Pas de prix Nobel pendant la guerre

L’ironie de la lettre est largement palpable aujourd’hui mais ce n’était pas le cas à l’époque. Personne ne savait qui était Brandt, député suédois. Tout le monde dans son pays a bien compris qu’il se moquait du monde mais ailleurs en Europe, il a été largement vilipendé et différentes structures et associations dans lesquelles il devait faire des conférences en faveur de la paix ont annulé les événements.

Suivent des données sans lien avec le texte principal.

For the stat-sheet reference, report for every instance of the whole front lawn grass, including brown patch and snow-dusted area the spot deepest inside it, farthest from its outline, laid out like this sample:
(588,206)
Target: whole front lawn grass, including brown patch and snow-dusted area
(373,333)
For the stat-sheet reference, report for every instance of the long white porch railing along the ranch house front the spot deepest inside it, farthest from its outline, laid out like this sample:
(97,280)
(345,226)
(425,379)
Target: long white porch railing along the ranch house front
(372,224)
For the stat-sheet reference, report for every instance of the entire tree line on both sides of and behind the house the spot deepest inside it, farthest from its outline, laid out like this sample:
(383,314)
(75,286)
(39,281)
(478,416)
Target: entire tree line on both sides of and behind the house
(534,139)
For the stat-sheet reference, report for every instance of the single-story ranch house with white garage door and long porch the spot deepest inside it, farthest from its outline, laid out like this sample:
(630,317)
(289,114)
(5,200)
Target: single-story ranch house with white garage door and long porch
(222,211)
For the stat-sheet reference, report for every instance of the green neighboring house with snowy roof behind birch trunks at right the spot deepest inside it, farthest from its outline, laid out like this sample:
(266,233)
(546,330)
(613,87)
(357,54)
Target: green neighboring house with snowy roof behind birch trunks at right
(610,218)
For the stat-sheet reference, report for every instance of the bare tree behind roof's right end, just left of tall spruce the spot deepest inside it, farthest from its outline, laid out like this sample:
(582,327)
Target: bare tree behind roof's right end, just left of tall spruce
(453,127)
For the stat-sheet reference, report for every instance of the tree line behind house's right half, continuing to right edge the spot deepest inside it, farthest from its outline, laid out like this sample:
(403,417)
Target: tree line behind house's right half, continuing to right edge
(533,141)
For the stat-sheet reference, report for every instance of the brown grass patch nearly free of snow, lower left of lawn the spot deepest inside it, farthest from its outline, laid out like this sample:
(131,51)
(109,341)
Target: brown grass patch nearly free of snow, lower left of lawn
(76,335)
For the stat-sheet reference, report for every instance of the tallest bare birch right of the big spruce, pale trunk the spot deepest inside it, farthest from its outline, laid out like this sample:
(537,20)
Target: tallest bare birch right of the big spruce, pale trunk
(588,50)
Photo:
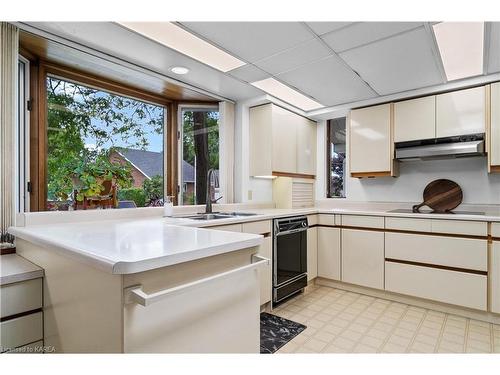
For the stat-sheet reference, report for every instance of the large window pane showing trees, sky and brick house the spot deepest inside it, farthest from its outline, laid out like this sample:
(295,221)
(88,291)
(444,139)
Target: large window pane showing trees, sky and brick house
(104,150)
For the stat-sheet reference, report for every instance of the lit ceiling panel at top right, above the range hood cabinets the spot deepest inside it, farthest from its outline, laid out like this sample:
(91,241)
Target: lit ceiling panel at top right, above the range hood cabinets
(461,47)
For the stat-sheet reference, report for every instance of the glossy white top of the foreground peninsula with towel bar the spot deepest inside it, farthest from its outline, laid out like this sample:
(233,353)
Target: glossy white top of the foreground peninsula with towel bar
(130,246)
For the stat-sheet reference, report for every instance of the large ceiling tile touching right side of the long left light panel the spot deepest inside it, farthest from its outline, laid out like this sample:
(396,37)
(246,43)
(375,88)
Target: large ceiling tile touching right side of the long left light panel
(252,41)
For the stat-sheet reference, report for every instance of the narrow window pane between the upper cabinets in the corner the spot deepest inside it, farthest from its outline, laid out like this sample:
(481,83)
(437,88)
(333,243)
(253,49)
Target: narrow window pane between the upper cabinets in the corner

Brandt, lui, était enchanté de l’attention car il estimait son but atteint : il a disqualifié Chamberlain, qui n’a donc pas obtenu le prix Nobel de la paix, et a ridiculisé Hitler dans le même temps. Cela n’eut toutefois pas une importance capitale : cette année-là, en 1939, il fut décidé qu’aucun prix ne serait décerné. Cette décision a perduré jusqu’en 1943. Le premier prix Nobel de la paix à avoir été décerné durant la Seconde guerre mondiale est allé au Comité international de la Croix-Rouge pour son action, en 1944.

Autre détail marquant : Staline et Mussolini ont, eux aussi, été proposés pour le prix Nobel de la paix alors que d’autres ont été totalement oubliés. Gandhi, par exemple, a été nommé à cinq reprises, entre 1937 et 1948 et n’a jamais obtenu le Nobel. Lorsqu’il a été assassiné le 30 janvier 1948, le comité Nobel norvégien a décidé de n’honorer aucun candidat cette année-là, jugeant qu’aucun candidat vivant n’était approprié et que l’assassinat de Gandhi justifiait de ne pas le donner.

L’histoire retient qu’il vaut mieux ne pas faire n’importe quoi avec les nominations au prix Nobel de la paix. La lettre de Brandt a été largement médiatisée et aujourd’hui, le nom d’Adolf Hitler figure dans les archives du prix Nobel de la paix en Norvège.